Closed Bug 1538202 Opened 6 years ago Closed 6 years ago

[traceback] SystemExit: 1

Categories

(Socorro :: Antenna, task, P1)

Tracking

(Not tracked)

RESOLVED FIXED

People

(Reporter: willkg, Assigned: willkg)

References

Details

Attachments

(4 files)

Sentry issue: https://sentry.prod.mozaws.net/operations/socorro-new-stage/issues/5397097/events/28630511/

Traceback:

SystemExit: 1
  File "raven/middleware.py", line 20, in common_exception_handling
    yield
  File "raven/middleware.py", line 100, in __call__
    iterable = self.application(environ, start_response)
  File "falcon/api.py", line 244, in __call__
    responder(req, resp, **params)
  File "antenna/health_resource.py", line 113, in on_get
    resource.check_health(state)
  File "antenna/breakpad_resource.py", line 177, in check_health
    self.crashpublish.check_health(state)
  File "antenna/ext/pubsub/crashpublish.py", line 125, in check_health
    self.publisher.get_topic(self.topic_path)
  File "/usr/local/lib/python3.6/site-packages/google/cloud/pubsub_v1/_gapic.py", line 45, in <lambda>
    fx = lambda self, *a, **kw: wrapped_fx(self.api, *a, **kw)  # noqa
  File "/usr/local/lib/python3.6/site-packages/google/cloud/pubsub_v1/gapic/publisher_client.py", line 467, in get_topic
    request, retry=retry, timeout=timeout, metadata=metadata
  File "/usr/local/lib/python3.6/site-packages/google/api_core/gapic_v1/method.py", line 143, in __call__
    return wrapped_func(*args, **kwargs)
  File "/usr/local/lib/python3.6/site-packages/google/api_core/retry.py", line 270, in retry_wrapped_func
    on_error=on_error,
  File "/usr/local/lib/python3.6/site-packages/google/api_core/retry.py", line 179, in retry_target
    return target()
  File "/usr/local/lib/python3.6/site-packages/google/api_core/timeout.py", line 214, in func_with_timeout
    return func(*args, **kwargs)
  File "/usr/local/lib/python3.6/site-packages/google/api_core/grpc_helpers.py", line 57, in error_remapped_callable
    return callable_(*args, **kwargs)
  File "grpc/_channel.py", line 548, in __call__
    wait_for_ready)
  File "grpc/_channel.py", line 537, in _blocking
    event = call.next_event()
  File "src/python/grpcio/grpc/_cython/_cygrpc/channel.pyx.pxi", line 310, in grpc._cython.cygrpc.SegregatedCall.next_event
  File "src/python/grpcio/grpc/_cython/_cygrpc/channel.pyx.pxi", line 151, in grpc._cython.cygrpc._next_call_event
  File "python3.6/threading.py", line 239, in __enter__
    def __enter__(self):
  File "gunicorn/workers/base.py", line 196, in handle_abort
    sys.exit(1)

This has been happening in Antenna on stage since we got the Pub/Sub stuff working.
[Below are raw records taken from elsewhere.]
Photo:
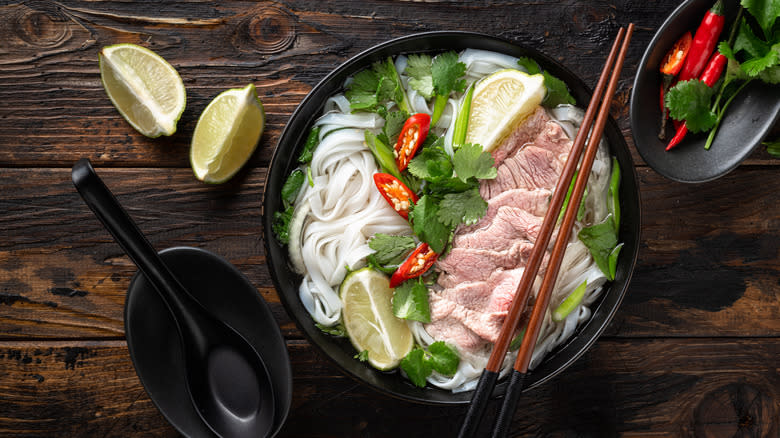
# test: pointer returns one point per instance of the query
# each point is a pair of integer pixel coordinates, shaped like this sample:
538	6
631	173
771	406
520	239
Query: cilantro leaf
471	161
773	147
447	71
410	301
361	92
418	67
391	250
601	239
765	12
337	330
690	101
416	367
444	358
557	92
431	164
771	75
426	224
531	66
281	225
466	207
292	186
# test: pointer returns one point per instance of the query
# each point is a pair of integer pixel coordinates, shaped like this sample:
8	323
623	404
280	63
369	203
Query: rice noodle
336	216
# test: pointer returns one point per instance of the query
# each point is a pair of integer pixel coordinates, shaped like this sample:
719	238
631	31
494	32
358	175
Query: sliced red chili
674	59
395	192
418	262
413	134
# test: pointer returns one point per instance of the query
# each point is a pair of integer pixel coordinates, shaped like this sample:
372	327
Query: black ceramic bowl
283	162
748	120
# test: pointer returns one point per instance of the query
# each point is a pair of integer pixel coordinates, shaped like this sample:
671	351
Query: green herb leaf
410	301
426	224
601	240
281	225
416	367
570	303
447	71
292	186
444	358
466	207
337	330
471	161
391	250
765	12
773	147
557	92
311	143
690	101
418	67
431	164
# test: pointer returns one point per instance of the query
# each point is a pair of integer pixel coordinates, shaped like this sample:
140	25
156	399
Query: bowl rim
292	132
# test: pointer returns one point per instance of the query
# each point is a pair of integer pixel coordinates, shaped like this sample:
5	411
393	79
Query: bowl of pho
403	200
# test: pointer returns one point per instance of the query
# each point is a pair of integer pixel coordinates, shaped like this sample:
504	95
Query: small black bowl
340	350
748	120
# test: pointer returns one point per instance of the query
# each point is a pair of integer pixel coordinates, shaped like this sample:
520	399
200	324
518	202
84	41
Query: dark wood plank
619	386
707	264
53	109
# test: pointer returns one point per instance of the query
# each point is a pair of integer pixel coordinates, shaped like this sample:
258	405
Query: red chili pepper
670	66
395	192
419	261
704	42
710	76
412	136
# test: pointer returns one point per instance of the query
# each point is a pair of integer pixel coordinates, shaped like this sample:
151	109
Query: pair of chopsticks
599	110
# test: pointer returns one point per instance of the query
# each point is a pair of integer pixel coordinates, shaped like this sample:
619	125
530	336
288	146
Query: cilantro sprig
419	363
753	52
373	87
438	76
450	195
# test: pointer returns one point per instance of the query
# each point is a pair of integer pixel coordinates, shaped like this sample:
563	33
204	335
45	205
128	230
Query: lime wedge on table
500	102
146	90
369	320
227	134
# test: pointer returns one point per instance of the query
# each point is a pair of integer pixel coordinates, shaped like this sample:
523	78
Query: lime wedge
369	320
146	90
500	102
227	134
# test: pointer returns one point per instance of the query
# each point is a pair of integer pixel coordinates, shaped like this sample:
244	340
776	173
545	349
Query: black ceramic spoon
226	378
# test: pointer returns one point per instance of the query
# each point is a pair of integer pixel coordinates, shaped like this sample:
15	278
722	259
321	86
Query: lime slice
146	90
369	320
227	134
500	102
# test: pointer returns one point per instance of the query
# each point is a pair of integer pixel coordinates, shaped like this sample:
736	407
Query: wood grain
48	389
53	109
708	256
692	351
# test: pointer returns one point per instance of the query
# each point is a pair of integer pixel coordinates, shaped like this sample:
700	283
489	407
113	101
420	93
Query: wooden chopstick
517	380
490	374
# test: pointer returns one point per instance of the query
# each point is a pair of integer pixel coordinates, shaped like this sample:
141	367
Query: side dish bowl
340	350
748	120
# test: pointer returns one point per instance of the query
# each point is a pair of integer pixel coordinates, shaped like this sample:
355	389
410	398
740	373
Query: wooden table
692	351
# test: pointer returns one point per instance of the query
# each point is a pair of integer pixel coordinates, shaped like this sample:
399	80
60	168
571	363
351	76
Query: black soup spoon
226	378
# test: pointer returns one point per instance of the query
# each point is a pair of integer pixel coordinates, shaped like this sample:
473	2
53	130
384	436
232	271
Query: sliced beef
525	132
463	265
509	225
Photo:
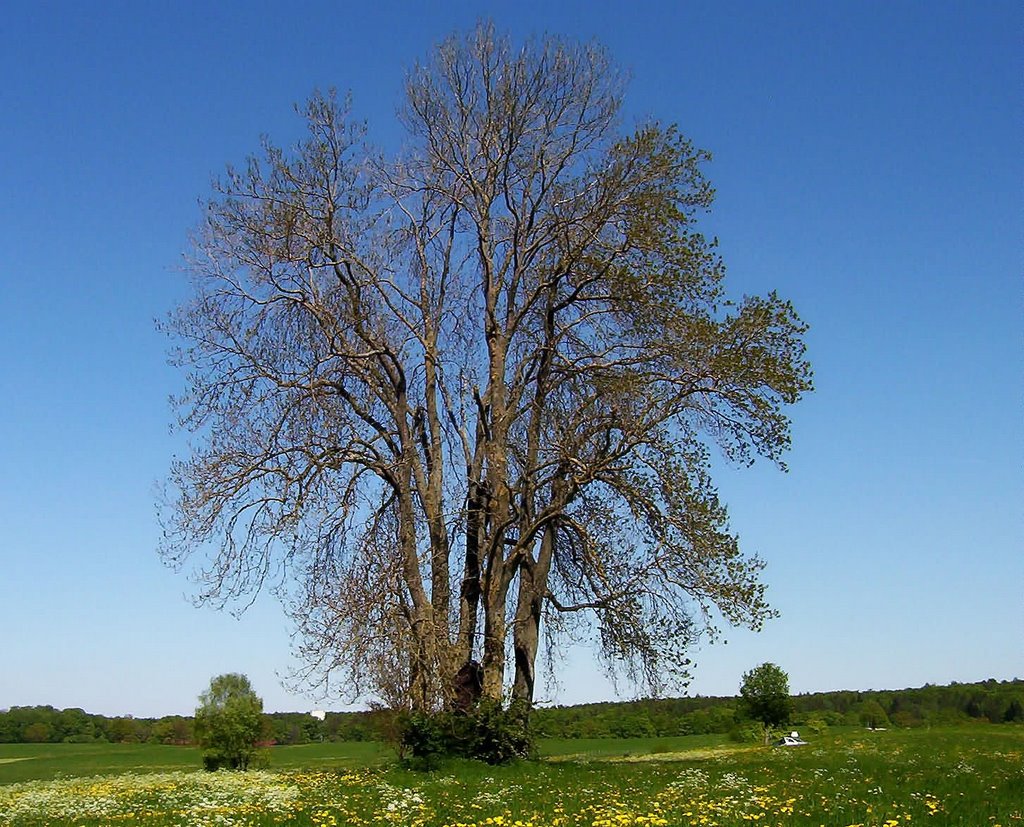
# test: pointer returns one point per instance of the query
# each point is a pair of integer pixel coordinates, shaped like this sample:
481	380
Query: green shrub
488	732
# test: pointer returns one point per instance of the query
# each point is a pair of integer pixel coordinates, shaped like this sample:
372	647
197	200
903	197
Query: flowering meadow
890	779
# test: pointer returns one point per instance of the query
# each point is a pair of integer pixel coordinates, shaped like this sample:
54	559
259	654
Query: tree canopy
443	397
765	695
228	722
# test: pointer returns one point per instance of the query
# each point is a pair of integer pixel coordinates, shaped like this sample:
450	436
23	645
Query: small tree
228	723
765	696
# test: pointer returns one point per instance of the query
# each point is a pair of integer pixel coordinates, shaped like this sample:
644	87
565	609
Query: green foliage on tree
765	696
228	723
488	732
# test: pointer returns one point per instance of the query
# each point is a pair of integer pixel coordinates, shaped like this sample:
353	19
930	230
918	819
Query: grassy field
972	777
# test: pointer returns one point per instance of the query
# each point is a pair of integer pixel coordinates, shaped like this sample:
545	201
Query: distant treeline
987	701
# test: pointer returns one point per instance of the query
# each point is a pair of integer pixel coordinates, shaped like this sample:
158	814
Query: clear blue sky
868	166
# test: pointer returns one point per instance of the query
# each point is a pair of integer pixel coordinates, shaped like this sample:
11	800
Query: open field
972	777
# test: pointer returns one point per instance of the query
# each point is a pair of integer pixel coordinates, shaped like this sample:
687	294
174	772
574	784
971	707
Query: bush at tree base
488	732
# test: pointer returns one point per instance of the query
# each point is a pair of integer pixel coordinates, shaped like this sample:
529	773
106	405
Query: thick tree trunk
529	606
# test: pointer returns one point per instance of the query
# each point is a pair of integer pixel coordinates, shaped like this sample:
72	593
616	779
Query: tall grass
970	777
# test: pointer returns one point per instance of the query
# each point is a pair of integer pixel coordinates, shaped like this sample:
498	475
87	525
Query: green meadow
969	776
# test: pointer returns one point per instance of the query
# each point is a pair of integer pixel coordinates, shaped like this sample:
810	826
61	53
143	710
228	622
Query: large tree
764	696
463	398
228	722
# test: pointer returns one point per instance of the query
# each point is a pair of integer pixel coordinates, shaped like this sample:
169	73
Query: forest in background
985	702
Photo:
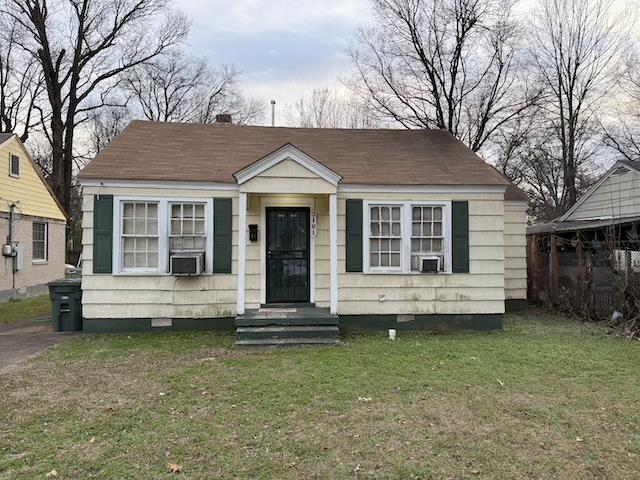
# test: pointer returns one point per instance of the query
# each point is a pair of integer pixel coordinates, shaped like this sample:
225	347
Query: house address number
314	224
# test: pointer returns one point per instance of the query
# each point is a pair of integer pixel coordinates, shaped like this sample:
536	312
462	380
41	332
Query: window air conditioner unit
430	264
187	263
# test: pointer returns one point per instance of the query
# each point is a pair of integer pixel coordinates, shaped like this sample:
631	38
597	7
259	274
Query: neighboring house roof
571	226
4	137
30	191
214	152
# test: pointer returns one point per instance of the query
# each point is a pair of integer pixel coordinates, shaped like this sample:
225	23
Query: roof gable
291	153
158	151
29	191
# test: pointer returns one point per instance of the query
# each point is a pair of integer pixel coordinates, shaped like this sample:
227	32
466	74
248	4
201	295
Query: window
152	229
427	234
140	238
400	232
39	241
14	165
385	236
187	228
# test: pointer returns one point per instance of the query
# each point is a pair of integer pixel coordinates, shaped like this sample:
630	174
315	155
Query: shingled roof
214	152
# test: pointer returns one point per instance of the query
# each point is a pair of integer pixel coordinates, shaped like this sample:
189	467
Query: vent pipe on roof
273	113
223	118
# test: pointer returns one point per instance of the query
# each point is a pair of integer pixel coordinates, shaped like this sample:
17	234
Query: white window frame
405	215
206	238
164	214
11	157
46	243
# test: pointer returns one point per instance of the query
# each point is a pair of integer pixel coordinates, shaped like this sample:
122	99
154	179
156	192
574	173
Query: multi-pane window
385	236
427	233
140	235
187	227
14	165
39	241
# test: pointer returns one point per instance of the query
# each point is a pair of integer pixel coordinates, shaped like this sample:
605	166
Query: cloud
253	18
284	48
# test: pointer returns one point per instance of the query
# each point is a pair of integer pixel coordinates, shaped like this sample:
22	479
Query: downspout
12	213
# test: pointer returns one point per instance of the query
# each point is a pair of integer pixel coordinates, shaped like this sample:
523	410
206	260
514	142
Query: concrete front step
287	332
287	342
287	317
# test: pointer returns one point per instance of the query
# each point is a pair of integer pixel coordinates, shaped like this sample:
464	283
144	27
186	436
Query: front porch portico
292	200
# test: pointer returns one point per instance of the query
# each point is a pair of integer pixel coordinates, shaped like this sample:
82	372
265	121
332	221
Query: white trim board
161	185
287	152
593	188
302	202
357	188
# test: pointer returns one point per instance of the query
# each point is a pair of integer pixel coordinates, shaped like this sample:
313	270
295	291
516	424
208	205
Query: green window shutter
222	226
460	216
353	240
102	233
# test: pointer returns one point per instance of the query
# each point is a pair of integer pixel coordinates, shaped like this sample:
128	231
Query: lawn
16	310
546	398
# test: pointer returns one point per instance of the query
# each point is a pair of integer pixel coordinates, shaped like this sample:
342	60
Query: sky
284	48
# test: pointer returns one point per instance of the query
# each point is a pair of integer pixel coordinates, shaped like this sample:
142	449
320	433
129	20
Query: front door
287	255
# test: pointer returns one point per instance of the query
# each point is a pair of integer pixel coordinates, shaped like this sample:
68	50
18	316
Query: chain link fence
589	279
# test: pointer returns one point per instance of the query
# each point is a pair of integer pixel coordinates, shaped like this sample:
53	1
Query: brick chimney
223	118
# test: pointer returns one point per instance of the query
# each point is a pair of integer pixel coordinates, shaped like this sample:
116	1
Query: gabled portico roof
287	152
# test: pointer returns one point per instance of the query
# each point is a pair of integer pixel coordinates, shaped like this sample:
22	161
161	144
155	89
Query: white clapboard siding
482	290
617	196
515	250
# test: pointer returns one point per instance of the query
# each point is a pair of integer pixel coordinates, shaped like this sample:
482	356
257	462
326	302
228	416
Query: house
383	228
32	225
589	258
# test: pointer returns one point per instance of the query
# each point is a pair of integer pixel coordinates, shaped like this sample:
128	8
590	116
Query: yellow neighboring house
32	225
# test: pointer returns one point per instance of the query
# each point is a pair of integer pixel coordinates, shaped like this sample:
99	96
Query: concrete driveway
21	340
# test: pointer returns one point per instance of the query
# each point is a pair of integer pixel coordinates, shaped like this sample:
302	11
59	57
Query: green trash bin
66	305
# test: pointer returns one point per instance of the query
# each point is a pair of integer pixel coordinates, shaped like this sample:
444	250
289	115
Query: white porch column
333	250
242	249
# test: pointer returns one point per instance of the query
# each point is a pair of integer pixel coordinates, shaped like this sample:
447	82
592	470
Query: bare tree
325	108
103	126
83	48
449	64
577	46
178	88
622	130
21	83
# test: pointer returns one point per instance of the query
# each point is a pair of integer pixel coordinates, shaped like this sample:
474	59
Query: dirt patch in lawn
543	399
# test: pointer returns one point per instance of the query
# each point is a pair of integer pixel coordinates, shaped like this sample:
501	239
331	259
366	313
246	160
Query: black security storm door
287	255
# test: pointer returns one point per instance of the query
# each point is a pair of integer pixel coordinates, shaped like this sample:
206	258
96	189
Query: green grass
546	398
16	310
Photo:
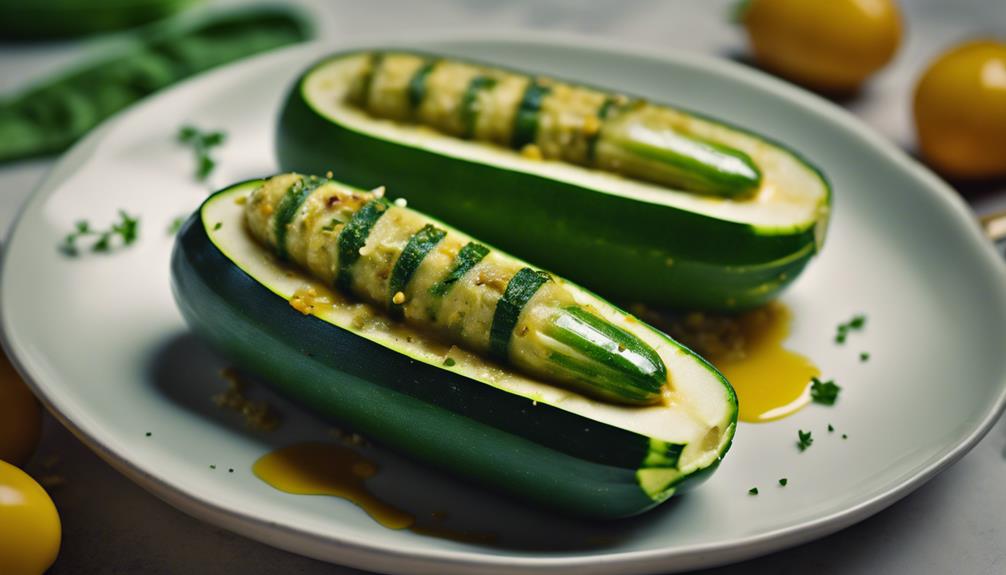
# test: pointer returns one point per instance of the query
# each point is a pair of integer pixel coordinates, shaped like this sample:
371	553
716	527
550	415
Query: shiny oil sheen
771	380
316	468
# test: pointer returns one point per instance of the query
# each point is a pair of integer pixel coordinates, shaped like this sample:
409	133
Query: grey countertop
954	524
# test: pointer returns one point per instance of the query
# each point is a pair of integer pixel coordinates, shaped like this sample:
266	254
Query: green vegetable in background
50	117
38	19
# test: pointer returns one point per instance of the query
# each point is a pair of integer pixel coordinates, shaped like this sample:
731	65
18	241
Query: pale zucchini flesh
686	434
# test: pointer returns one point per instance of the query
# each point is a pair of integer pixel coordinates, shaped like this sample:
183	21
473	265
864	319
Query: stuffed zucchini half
390	323
645	203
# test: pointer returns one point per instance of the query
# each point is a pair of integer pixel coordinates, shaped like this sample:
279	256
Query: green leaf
824	392
804	439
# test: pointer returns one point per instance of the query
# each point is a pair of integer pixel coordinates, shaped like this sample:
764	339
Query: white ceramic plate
101	342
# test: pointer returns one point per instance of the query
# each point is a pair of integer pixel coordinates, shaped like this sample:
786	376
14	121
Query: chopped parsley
857	323
127	229
824	392
805	439
201	143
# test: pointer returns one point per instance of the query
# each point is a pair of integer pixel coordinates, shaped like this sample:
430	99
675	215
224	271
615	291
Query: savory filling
548	120
451	285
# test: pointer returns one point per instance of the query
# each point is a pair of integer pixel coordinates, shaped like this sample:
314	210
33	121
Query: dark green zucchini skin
535	451
625	249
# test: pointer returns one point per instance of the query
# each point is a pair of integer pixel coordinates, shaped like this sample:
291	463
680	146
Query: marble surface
954	524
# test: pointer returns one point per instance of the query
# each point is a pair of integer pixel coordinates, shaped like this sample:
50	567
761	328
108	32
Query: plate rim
359	553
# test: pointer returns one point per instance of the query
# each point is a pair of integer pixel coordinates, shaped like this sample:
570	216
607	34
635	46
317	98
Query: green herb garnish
127	229
176	224
824	392
805	439
201	143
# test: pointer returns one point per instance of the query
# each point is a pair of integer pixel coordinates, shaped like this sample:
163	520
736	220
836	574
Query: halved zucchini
631	240
351	362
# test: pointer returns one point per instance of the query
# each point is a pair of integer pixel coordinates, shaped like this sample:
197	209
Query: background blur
953	525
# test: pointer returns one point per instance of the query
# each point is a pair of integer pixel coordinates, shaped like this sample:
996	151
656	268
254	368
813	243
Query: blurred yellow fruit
828	45
20	416
29	525
961	111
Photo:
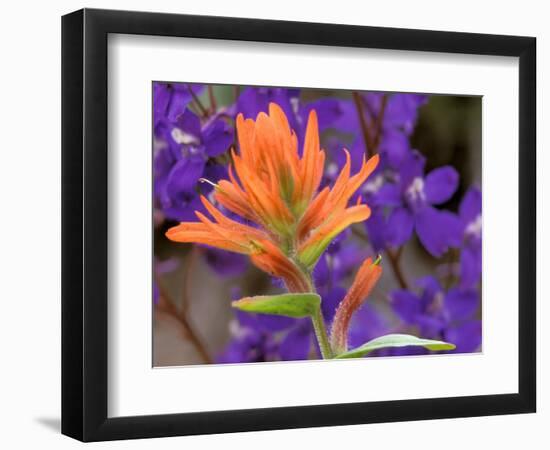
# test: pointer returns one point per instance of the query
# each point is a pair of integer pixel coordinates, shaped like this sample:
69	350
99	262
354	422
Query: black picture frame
84	224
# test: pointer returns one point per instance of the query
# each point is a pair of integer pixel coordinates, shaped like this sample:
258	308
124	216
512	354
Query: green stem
321	334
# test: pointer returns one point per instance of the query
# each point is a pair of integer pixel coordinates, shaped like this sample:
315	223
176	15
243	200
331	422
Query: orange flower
367	276
276	189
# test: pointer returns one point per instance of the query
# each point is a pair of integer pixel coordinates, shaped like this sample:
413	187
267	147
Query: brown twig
394	258
167	306
369	145
371	148
379	122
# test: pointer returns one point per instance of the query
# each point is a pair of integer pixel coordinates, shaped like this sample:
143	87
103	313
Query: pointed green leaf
395	340
290	305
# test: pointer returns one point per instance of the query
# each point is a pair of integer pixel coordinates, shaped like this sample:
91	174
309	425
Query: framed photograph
274	225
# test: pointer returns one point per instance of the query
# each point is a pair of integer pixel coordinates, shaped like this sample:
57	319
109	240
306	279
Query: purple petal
395	146
437	230
376	230
440	185
460	305
190	124
348	122
185	175
388	195
217	138
466	337
296	344
412	167
402	111
470	266
406	305
470	206
430	286
399	228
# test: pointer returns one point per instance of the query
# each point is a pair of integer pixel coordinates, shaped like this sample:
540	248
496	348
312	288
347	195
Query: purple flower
171	99
182	161
449	315
411	198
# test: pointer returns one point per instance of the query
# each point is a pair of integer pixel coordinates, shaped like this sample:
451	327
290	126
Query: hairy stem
321	334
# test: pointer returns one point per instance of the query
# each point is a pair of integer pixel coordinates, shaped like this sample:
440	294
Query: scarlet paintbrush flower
365	280
273	187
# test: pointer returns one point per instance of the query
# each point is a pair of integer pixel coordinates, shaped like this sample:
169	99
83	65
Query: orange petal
365	280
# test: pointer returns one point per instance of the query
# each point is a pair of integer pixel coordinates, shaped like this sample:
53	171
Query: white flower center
416	189
181	137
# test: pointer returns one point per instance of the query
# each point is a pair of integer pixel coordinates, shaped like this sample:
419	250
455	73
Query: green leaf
290	305
395	340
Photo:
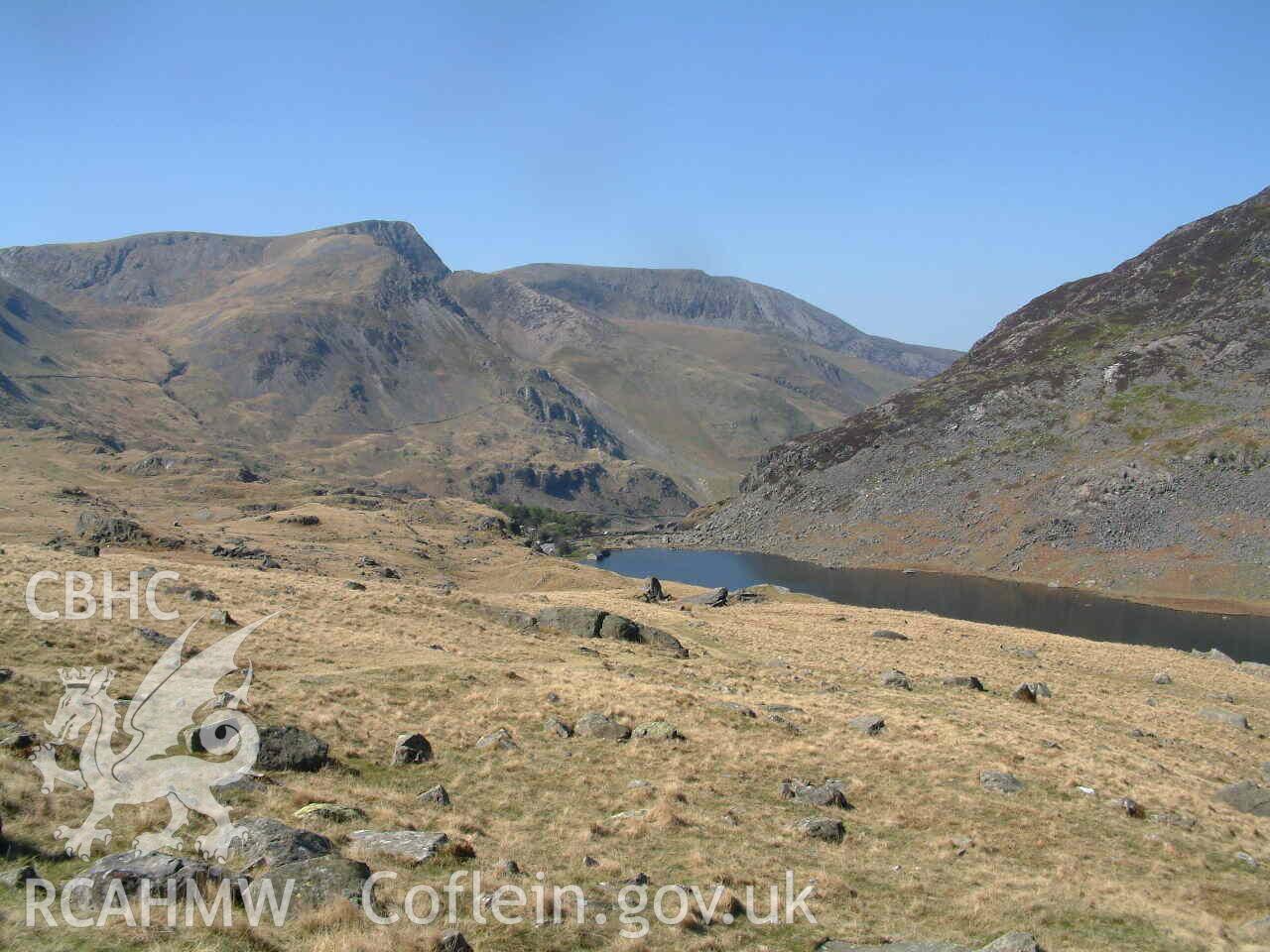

This bug covers looking into it.

I think what's going on is that I switched gunicorn to use --preload and so it's loading the application including the pubsub bits and then spinning off workers. When the workers start up, the monkeypatch at that point. Thus the arbiter doesn't run gevent.monkeypatch at all.

I think the problem is that the pubsub code slides through cython land and so monkeypatching isn't catching that.

I think we can fix this by going back to not preloading. I'm going to test that out first.

Assignee: nobody → willkg
Blocks: 1518281
Status: NEW → ASSIGNED
Priority: -- → P1

This deployed to stage and it's been over an hour since the last event.

Since this was only a problem on stage, I'm going to mark this FIXED.

Status: ASSIGNED → RESOLVED
Closed: 6 years ago
Resolution: --- → FIXED

Ugh. I just saw another one, so this didn't fix it. Reopening.

Status: RESOLVED → REOPENED
Resolution: FIXED → ---

We had a few deploy issues with the stage collector today. It's entirely possible that the nix-preload change fixed the problem, but old nodes were still reporting issues. Fun.

I haven't seen another instance in 4 hours. I'm going to mark this as FIXED. Again.

Status: REOPENED → RESOLVED
Closed: 6 years ago6 years ago
Resolution: --- → FIXED

I'm keeping tabs on Sentry and while the frequency has dropped radically, we still saw a couple over the weekend. I'm going to reopen this and work on it today.

Status: RESOLVED → REOPENED
Resolution: FIXED → ---

The gist of the problem is that grpc is written in C and uses Python threads, but isn't getting monkeypatched by gevent's monkey patching stuff. The grpcio Python library has an additional experimental gevent initialization step that I don't see documented anywhere other than this issue (hoping I'm wrong on this):

https://github.com/grpc/grpc/issues/4629#issuecomment-376962677

I can't get that to work with Antenna--the tests hang, gunicorn segfaults, and their issue tracker has some follow up issues with grpc and gevent. I think this is the end of the road for Antenna's gevent architecture.

I'm looking at Antenna-rewrite options right now. If we go with a rewrite, I'll mark this as WONTFIX.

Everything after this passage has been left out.